The step cost makes long paths expensive in absolute terms. Every step subtracts 1 from the total return. A 3-step path to \(+5\) nets \(5 - 3 = 2\); a 10-step path nets \(5 - 10 = -5\).
The discount factor makes future rewards worth less than present ones. A reward of \(5\) received in 3 steps is worth \(\gamma^3 \cdot 5\) today; received in 10 steps, it’s worth \(\gamma^{10} \cdot 5\).
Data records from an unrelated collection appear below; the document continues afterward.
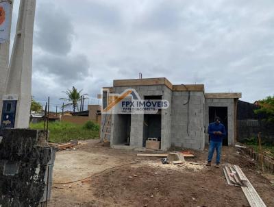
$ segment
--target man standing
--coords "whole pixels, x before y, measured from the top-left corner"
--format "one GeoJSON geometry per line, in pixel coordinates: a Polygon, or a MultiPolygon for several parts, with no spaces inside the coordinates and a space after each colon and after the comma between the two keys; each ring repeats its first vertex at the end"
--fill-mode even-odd
{"type": "Polygon", "coordinates": [[[216,167],[219,168],[222,151],[223,138],[225,136],[226,132],[225,126],[221,123],[220,118],[216,117],[215,122],[208,126],[208,133],[210,136],[210,147],[208,150],[208,159],[207,166],[211,166],[214,152],[216,149],[216,167]]]}

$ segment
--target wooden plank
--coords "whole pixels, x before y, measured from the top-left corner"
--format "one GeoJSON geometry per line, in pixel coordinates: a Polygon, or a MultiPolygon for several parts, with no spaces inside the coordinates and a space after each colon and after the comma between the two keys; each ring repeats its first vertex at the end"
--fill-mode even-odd
{"type": "Polygon", "coordinates": [[[167,154],[137,154],[138,156],[142,157],[157,157],[157,158],[166,158],[167,154]]]}
{"type": "Polygon", "coordinates": [[[251,207],[266,207],[262,198],[258,194],[256,190],[255,190],[251,183],[242,172],[242,169],[237,165],[234,165],[234,167],[239,176],[240,180],[243,181],[246,185],[246,186],[242,186],[242,189],[249,201],[249,205],[251,207]]]}
{"type": "Polygon", "coordinates": [[[247,201],[249,203],[250,207],[256,207],[256,204],[254,201],[252,195],[247,187],[242,186],[242,191],[244,192],[245,197],[247,198],[247,201]]]}
{"type": "MultiPolygon", "coordinates": [[[[184,158],[192,158],[195,156],[192,154],[182,154],[184,158]]],[[[158,157],[158,158],[166,158],[168,156],[167,154],[137,154],[138,156],[142,157],[158,157]]]]}
{"type": "Polygon", "coordinates": [[[240,99],[241,93],[206,93],[206,99],[240,99]]]}
{"type": "Polygon", "coordinates": [[[225,174],[225,179],[227,180],[227,182],[228,185],[234,186],[235,185],[231,182],[229,178],[228,178],[227,172],[227,171],[225,170],[225,169],[223,168],[223,173],[224,173],[224,174],[225,174]]]}
{"type": "Polygon", "coordinates": [[[184,162],[182,160],[177,160],[177,161],[173,161],[172,164],[173,165],[178,165],[178,164],[183,164],[184,162]]]}
{"type": "Polygon", "coordinates": [[[229,167],[229,168],[230,168],[231,171],[233,173],[233,175],[234,175],[234,179],[235,179],[235,181],[236,181],[236,184],[240,185],[240,186],[242,186],[243,184],[240,182],[239,177],[238,177],[238,175],[236,173],[235,169],[231,166],[229,167]]]}
{"type": "Polygon", "coordinates": [[[164,77],[114,80],[113,81],[113,86],[165,85],[165,80],[166,78],[164,77]]]}
{"type": "Polygon", "coordinates": [[[203,84],[173,85],[172,90],[174,91],[204,91],[205,86],[203,84]]]}
{"type": "Polygon", "coordinates": [[[235,180],[235,178],[233,177],[233,175],[232,175],[232,172],[231,171],[230,169],[227,166],[225,166],[225,168],[227,173],[228,178],[230,180],[232,183],[236,184],[236,182],[235,180]]]}
{"type": "Polygon", "coordinates": [[[238,147],[238,148],[247,148],[247,147],[245,147],[245,146],[240,146],[240,145],[235,145],[235,147],[238,147]]]}
{"type": "Polygon", "coordinates": [[[241,182],[245,182],[247,180],[247,178],[245,175],[244,173],[238,165],[234,165],[234,168],[235,169],[235,171],[241,182]]]}

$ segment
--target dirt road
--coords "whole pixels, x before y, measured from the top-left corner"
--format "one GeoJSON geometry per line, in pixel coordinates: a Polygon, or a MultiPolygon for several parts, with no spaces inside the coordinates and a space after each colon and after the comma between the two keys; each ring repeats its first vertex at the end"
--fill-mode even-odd
{"type": "MultiPolygon", "coordinates": [[[[222,168],[204,165],[207,151],[186,158],[201,165],[177,167],[97,142],[58,152],[49,206],[249,206],[241,188],[227,184],[222,168]]],[[[222,163],[238,165],[267,206],[274,206],[274,187],[247,156],[224,147],[222,163]]]]}

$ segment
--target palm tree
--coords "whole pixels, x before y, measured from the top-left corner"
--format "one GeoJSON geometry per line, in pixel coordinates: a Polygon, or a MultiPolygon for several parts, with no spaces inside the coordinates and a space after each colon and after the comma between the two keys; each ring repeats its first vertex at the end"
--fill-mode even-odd
{"type": "Polygon", "coordinates": [[[81,100],[81,97],[82,95],[87,95],[86,93],[85,94],[81,94],[81,92],[83,90],[83,89],[80,90],[77,90],[77,88],[74,86],[73,86],[73,88],[71,90],[70,89],[66,89],[66,91],[62,91],[62,93],[64,93],[66,94],[68,96],[67,98],[60,98],[60,100],[64,100],[66,101],[69,101],[70,103],[64,105],[64,106],[73,106],[73,112],[75,112],[75,108],[78,108],[78,101],[81,100]]]}

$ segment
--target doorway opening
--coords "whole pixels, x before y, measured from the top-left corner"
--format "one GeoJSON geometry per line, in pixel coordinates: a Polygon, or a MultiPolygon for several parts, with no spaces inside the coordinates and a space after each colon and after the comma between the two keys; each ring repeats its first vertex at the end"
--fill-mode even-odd
{"type": "MultiPolygon", "coordinates": [[[[145,96],[144,99],[145,100],[162,100],[162,96],[145,96]]],[[[161,114],[162,111],[160,109],[156,114],[144,114],[142,147],[146,147],[146,142],[149,138],[157,138],[158,141],[161,141],[161,114]]]]}
{"type": "MultiPolygon", "coordinates": [[[[214,122],[216,117],[221,119],[221,123],[225,125],[227,132],[223,139],[223,145],[228,146],[227,107],[210,107],[208,113],[210,123],[214,122]]],[[[209,136],[209,141],[210,141],[210,136],[209,136]]]]}
{"type": "Polygon", "coordinates": [[[132,114],[117,114],[116,118],[119,128],[114,144],[129,145],[132,114]]]}

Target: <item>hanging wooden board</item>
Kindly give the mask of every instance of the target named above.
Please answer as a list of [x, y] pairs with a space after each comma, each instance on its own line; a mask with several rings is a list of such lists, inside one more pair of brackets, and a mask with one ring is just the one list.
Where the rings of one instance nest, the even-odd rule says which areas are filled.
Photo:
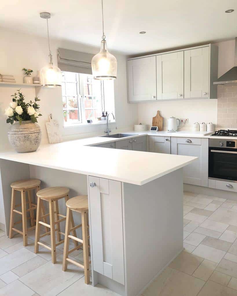
[[162, 130], [163, 125], [163, 118], [160, 115], [160, 111], [157, 111], [156, 115], [152, 118], [152, 126], [158, 126], [159, 131]]
[[61, 141], [61, 134], [59, 124], [57, 120], [53, 119], [52, 114], [49, 116], [49, 122], [46, 122], [45, 126], [50, 144], [59, 143]]

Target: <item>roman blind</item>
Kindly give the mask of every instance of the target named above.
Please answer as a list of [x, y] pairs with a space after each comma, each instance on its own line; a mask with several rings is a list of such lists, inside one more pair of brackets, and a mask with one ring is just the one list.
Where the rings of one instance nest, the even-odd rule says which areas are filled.
[[91, 60], [94, 56], [86, 52], [59, 48], [58, 66], [62, 71], [92, 74]]

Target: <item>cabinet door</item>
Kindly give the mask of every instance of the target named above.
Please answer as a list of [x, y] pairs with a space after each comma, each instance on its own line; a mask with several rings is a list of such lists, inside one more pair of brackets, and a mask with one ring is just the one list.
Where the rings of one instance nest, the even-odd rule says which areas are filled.
[[157, 99], [183, 98], [183, 52], [156, 56]]
[[150, 136], [149, 137], [149, 151], [156, 153], [170, 154], [170, 137]]
[[171, 137], [171, 153], [198, 159], [184, 167], [183, 182], [208, 187], [208, 139]]
[[209, 47], [184, 52], [184, 97], [208, 98]]
[[121, 182], [91, 176], [89, 181], [93, 270], [124, 285]]
[[132, 139], [121, 140], [116, 142], [116, 149], [121, 149], [125, 150], [132, 150]]
[[129, 101], [156, 100], [156, 57], [129, 60], [127, 67]]
[[115, 148], [115, 142], [112, 142], [109, 143], [105, 143], [104, 144], [100, 144], [98, 145], [95, 145], [94, 147], [102, 147], [103, 148]]
[[146, 136], [138, 137], [132, 139], [132, 150], [135, 151], [147, 151]]

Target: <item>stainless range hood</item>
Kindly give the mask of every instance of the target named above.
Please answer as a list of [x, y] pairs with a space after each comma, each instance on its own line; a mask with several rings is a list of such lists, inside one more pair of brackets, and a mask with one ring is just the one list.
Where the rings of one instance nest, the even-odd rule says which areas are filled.
[[235, 56], [234, 65], [231, 69], [213, 83], [214, 84], [237, 84], [237, 37], [235, 38]]

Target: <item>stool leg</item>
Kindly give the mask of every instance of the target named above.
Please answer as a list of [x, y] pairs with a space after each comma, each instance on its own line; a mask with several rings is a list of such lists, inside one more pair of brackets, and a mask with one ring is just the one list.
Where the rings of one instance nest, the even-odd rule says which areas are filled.
[[10, 229], [9, 229], [9, 238], [12, 237], [12, 227], [14, 225], [14, 219], [13, 216], [14, 212], [13, 210], [15, 208], [15, 191], [14, 188], [12, 189], [12, 200], [11, 202], [11, 213], [10, 218]]
[[[59, 216], [58, 215], [58, 202], [57, 200], [55, 200], [55, 218], [57, 220], [59, 220], [60, 219]], [[57, 224], [57, 239], [58, 242], [60, 242], [62, 240], [61, 238], [61, 235], [59, 233], [61, 232], [60, 229], [60, 223], [58, 223]]]
[[90, 271], [89, 268], [89, 250], [88, 249], [88, 235], [87, 228], [87, 213], [85, 211], [81, 212], [81, 224], [82, 240], [83, 245], [83, 261], [85, 283], [90, 282]]
[[26, 247], [28, 244], [27, 239], [27, 217], [26, 216], [26, 201], [25, 200], [25, 190], [21, 189], [21, 208], [22, 212], [22, 225], [23, 232], [23, 245]]
[[[65, 200], [66, 203], [67, 202], [69, 199], [69, 197], [68, 195], [67, 195], [65, 197]], [[74, 220], [73, 219], [73, 216], [72, 214], [71, 218], [71, 224], [72, 226], [72, 228], [73, 228], [74, 227], [75, 227], [75, 224], [74, 223]], [[73, 230], [73, 235], [74, 237], [77, 237], [76, 235], [76, 230]], [[76, 241], [74, 240], [74, 246], [76, 247], [77, 246], [78, 246], [79, 245], [78, 242], [77, 242]]]
[[72, 211], [67, 208], [67, 217], [66, 219], [66, 227], [65, 230], [64, 247], [63, 248], [63, 270], [65, 271], [68, 268], [68, 261], [66, 260], [68, 256], [69, 239], [68, 236], [70, 234], [70, 222], [72, 215]]
[[[30, 209], [32, 207], [32, 205], [31, 205], [31, 191], [30, 190], [27, 190], [27, 196], [28, 197], [28, 201], [29, 202], [29, 208]], [[31, 227], [33, 227], [34, 226], [34, 221], [33, 219], [34, 219], [34, 213], [33, 212], [33, 210], [31, 210], [30, 211], [30, 215], [31, 217]]]
[[52, 256], [52, 263], [56, 263], [56, 246], [55, 242], [55, 223], [54, 220], [54, 201], [51, 200], [49, 201], [49, 219], [50, 220], [50, 231], [51, 237], [51, 254]]
[[39, 233], [40, 231], [40, 224], [39, 221], [41, 217], [41, 208], [43, 201], [38, 197], [37, 202], [37, 210], [36, 213], [36, 224], [35, 228], [35, 253], [37, 254], [39, 252], [39, 245], [37, 243], [39, 241]]

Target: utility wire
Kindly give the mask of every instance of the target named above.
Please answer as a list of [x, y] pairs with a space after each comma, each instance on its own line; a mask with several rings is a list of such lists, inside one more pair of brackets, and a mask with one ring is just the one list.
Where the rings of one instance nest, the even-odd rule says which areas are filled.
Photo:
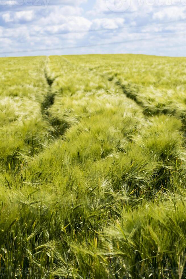
[[[167, 22], [159, 22], [158, 23], [155, 23], [153, 24], [152, 25], [157, 25], [158, 24], [167, 24], [169, 23], [174, 23], [175, 22], [186, 22], [186, 21], [185, 20], [174, 20], [171, 21]], [[63, 34], [73, 34], [73, 33], [84, 33], [84, 32], [97, 32], [100, 31], [103, 31], [104, 30], [109, 30], [110, 31], [112, 31], [114, 30], [121, 30], [125, 28], [138, 28], [139, 27], [140, 27], [143, 26], [146, 26], [147, 27], [151, 27], [152, 25], [150, 26], [147, 26], [146, 24], [142, 24], [141, 25], [138, 25], [137, 26], [123, 26], [122, 27], [118, 27], [117, 28], [115, 28], [115, 29], [110, 29], [108, 28], [102, 28], [100, 29], [94, 29], [94, 30], [90, 30], [87, 31], [83, 31], [83, 30], [79, 30], [79, 31], [73, 31], [72, 32], [67, 32], [64, 33], [59, 33], [60, 34], [63, 35]], [[161, 32], [162, 33], [162, 32]], [[166, 32], [166, 34], [167, 34], [167, 32]], [[170, 33], [169, 33], [170, 34]], [[185, 34], [185, 32], [181, 32], [181, 34]], [[57, 33], [54, 33], [53, 35], [55, 35], [55, 34], [57, 34]], [[8, 51], [8, 52], [0, 52], [0, 54], [9, 54], [11, 53], [28, 53], [29, 52], [35, 52], [37, 51], [48, 51], [50, 50], [61, 50], [64, 49], [76, 49], [76, 48], [89, 48], [93, 46], [104, 46], [104, 45], [109, 45], [112, 44], [124, 44], [125, 43], [131, 42], [137, 42], [139, 41], [142, 41], [144, 40], [149, 40], [151, 39], [141, 39], [136, 40], [127, 40], [121, 42], [113, 42], [110, 43], [103, 43], [102, 44], [94, 44], [86, 46], [72, 46], [72, 47], [65, 47], [62, 48], [48, 48], [48, 49], [34, 49], [32, 50], [18, 50], [18, 51]]]
[[43, 48], [40, 49], [34, 49], [32, 50], [18, 50], [17, 51], [9, 51], [5, 52], [0, 52], [0, 54], [8, 54], [9, 53], [25, 53], [35, 52], [39, 51], [48, 51], [49, 50], [62, 50], [68, 49], [72, 48], [90, 48], [93, 46], [105, 46], [108, 45], [117, 44], [124, 44], [125, 43], [129, 42], [137, 42], [139, 41], [143, 41], [144, 40], [150, 40], [150, 39], [139, 39], [136, 40], [128, 40], [126, 41], [123, 41], [122, 42], [115, 42], [110, 43], [104, 43], [102, 44], [95, 44], [88, 45], [87, 46], [69, 46], [65, 47], [63, 48]]

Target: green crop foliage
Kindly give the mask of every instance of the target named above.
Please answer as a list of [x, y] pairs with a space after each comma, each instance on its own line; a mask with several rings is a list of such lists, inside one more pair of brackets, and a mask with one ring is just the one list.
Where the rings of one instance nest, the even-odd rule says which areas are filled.
[[0, 278], [186, 278], [186, 58], [0, 65]]

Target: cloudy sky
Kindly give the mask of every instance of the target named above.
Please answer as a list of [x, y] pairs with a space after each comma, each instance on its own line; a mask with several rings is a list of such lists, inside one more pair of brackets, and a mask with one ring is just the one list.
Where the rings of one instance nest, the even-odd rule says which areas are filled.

The practical reasons \(\gamma\) does work the step cost can’t:

\(\gamma\) encodes uncertainty about the future. A reward you might get in 100 steps is less trustworthy than one you’ll get in 2 steps. The world might change, the model might be wrong. \(\gamma\) captures this: distant predictions get less weight because they’re less reliable. A step cost just charges you for moving; it doesn’t model uncertainty.
\(\gamma\) doesn’t require knowing the right magnitude. A step cost only works if you tune it. Set \(r = -0.01\) in a grid where rewards are \(\pm 5\) and the agent barely cares about path length; set \(r = -10\) and the agent refuses to move. \(\gamma\) is scale-free in this sense: \(\gamma = 0.99\) creates a roughly-100-step planning horizon regardless of reward scale.
They compose differently with positive rewards along the way. In a “stay alive” task where each surviving step gives \(+1\), a negative step cost would subtract from a signal that’s supposed to be additive. \(\gamma\) still works there: it just makes the agent prefer reward sooner rather than later.

So: the step cost is a reward-design choice (you, specifying the task, decide moving is bad), while \(\gamma\) is a property of the agent’s planning horizon (the agent decides distant futures matter less). They live at different levels.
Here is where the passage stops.